Until now, Germany was ruled by a government that sought to improve the regulatory framework for private equity. Merkel's party and the liberal FDP were in favour of the market, even drawing up a 10-point plan to value the advantages of a flourishing private equity market.

Perhaps the biggest sign of how favourable the ruling coalition had been for private equity was that the industry was conspicuously absent from the pre-election debates. This puts it in stark contrast to the heated US election last year.

Ulrike Hinrichs, CEO at the Bundesverband Deutscher Kapitalbeteiligungsgesellschaften, says: "Chancellor Angela Merkel is coming out of the election stronger than ever. It was on the agenda of her party's coalition with the FDP to improve the regulatory framework for private equity in Germany. Now, we hope the new government under Merkel is going to equally recognise this task as important – no matter who is going to be her party's coalition partner."

What do Merkel's re-election and the FDP's withdrawal mean for PE in Germany?

Merkel's new partner will likely be either the socialist SPD or the green party Bündnis 90/Die Grünen.

"On the day after the election, private equity will not be the most important topic on the agenda. However, we are convinced that any possible new government will be interested in a competitive private equity market in Germany. Private capital from abroad as well as from within the country drives change, innovation and growth, which is healthy and needed.
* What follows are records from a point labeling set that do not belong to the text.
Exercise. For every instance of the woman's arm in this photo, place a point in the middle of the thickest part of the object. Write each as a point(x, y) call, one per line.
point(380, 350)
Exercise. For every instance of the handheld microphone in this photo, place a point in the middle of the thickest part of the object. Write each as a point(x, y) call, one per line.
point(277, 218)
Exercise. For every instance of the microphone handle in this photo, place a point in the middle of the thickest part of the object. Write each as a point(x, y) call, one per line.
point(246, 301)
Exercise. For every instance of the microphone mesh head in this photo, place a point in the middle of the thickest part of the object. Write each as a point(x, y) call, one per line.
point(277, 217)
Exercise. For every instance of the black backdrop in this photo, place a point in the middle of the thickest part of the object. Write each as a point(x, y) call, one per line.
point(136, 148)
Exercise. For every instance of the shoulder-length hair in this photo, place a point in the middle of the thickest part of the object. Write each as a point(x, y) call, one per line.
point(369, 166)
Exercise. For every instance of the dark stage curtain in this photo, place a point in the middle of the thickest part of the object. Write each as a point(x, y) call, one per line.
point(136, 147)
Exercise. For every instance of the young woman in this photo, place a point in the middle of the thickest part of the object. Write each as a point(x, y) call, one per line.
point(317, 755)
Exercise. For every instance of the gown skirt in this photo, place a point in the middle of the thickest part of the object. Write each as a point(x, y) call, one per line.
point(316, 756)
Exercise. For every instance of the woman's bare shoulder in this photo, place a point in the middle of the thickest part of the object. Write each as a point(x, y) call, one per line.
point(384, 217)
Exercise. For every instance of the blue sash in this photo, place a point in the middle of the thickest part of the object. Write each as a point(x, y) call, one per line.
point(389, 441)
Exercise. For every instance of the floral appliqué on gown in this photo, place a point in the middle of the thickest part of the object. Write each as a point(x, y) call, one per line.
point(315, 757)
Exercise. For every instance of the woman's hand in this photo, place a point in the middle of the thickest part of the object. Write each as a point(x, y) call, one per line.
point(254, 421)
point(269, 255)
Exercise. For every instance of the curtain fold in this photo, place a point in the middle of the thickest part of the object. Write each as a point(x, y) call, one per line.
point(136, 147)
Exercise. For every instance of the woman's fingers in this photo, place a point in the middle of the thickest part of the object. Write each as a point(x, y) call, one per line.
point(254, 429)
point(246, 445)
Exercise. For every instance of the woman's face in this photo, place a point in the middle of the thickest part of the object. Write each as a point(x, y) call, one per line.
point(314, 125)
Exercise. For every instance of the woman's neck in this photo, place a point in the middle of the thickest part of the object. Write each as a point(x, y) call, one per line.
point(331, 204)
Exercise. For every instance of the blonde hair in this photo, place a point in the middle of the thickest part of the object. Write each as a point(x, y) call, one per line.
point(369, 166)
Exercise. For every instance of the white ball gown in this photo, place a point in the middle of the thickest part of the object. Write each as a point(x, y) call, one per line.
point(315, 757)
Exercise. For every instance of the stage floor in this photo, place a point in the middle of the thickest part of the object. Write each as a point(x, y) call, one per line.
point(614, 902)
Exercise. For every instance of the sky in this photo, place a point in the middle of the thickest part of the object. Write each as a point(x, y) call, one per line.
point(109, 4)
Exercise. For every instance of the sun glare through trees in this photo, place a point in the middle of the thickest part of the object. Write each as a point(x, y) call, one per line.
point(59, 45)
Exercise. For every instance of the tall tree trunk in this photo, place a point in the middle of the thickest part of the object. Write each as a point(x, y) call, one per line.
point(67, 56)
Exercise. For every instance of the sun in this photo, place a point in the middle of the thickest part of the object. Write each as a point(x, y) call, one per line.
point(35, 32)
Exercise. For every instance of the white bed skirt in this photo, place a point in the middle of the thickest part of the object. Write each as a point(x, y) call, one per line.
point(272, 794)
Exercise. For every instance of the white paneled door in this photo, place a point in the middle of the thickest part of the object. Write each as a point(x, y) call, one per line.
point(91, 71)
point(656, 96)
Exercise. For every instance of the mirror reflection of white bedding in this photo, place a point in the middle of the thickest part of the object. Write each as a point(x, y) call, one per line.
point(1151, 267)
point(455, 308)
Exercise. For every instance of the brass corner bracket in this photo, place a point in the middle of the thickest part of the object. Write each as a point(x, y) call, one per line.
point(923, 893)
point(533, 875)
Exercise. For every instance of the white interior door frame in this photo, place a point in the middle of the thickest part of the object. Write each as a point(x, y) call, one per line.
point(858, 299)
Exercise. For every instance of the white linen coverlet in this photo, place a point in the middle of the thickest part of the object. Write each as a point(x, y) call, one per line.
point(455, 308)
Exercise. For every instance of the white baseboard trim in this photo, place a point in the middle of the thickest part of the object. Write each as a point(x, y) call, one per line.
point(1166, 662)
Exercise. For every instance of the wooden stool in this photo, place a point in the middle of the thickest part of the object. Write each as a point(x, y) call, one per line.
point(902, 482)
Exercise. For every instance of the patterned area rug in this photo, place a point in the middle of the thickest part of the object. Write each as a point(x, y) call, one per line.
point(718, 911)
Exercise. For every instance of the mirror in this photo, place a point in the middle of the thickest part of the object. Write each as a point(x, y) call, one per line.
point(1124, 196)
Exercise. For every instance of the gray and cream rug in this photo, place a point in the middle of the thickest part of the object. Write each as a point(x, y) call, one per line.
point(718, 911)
Now, it is important that questions about regulations, for example, tax transparency, will be answered quickly and in a fashion that does not lead to any disadvantages for Germany compared to other European countries," says Torsten Grede of Deutsche Beteiligungs AG.

There is still a chance of an entire left-wing coalition with the SPD, Die Grünen and Die Linke. However, the SPD currently seems rather reluctant to team up with either the green or the radical left.

The winner and losers
CDU/CSU reached 41.5% last night, seven percentage points more than the last 2009 elections but shy of an overall majority – like the party saw in the German state of Bavaria last week. It is the first time since 1994 that the CDU/CSU reached more than 40%.

Previous coalition partner FDP reached a shocking 4.8%, down from 14.6% in 2009's election and just short of the crucial 5% needed to get a seat in Parliament – the first time since the FDP's birth the party will not be represented.

The most surprising result was the votes gained by anti-eurozone party Alternative für Deutschland (AfD). The party, which was founded in the years of the financial crisis, reached an impressive 4.7%, just missing the entrance into parliament.

Voters want venture
Venture capital has become increasingly popular as many politicians realised how valuable the nation's image as a start-up country is. Olaf Jacobi, partner at German venture capital firm Target Partners, says: "The importance of venture for the economy is imminent when we look back at all the politicians across a range of political parties in Germany, who started to take a special interest in the start-up scene in the run-up to the election. You can look at the venture capital scene in Germany as an ecosystem that slowly reaches independence, with the start-up founder in its centre. We have many founders in Germany, who are willing to take risks, set up own companies, are well-connected and well-educated. The start-up scene is Germany is flourishing, why would anybody threaten this situation?"

A new coalition is now being debated, with a "great coalition" (the two largest parties) seen as the most likely outcome. At the moment, the SPD is still glancing enviously at Merkel's triumph, remaining rather inflexible when asked about a potential great coalition, such as the one from 2005 until 2009. During that time, SPD-chancellor candidate Peer Steinbrück became the government's finance minister, introducing measures for the deregulation of markets in Germany. This coalition was not a team-up of equal standing parties and the SPD had to submit to the yoke of Merkel and the CDU. With almost a 20% difference in votes, this scenario is likely to be repeated. This means, however, that private equity is likely to be safe from the SPD's aim to introduce tougher financial-market regulations and a ban for the relocation of funds to offshore regions.

Hinrichs says: "Looking back at the past governments in Germany, it is impossible to say whether the great or the red-green coalition introduced any worse or better laws or regulations for the private equity sector than the black-yellow government. Taxation laws such as the carried interest one were introduced by the red-green coalition. This government did not act against us and I doubt that even a great coalition of CDU/SPD would worsen our sector's situation."

Another possible coalition would be the team up with the Die Grünen. The party received a lot of criticism in the run-up to the election due to its drastic tax increase and financial market regulations plans, which are likely to be one of the reasons for Die Grünen's rising unpopularity.

The other reason likely to have cost the party a lot of votes was Die Grünen's aim to introduce a meat-free veggie day in Germany's canteens. The results are in: do not come between a German and their sausage.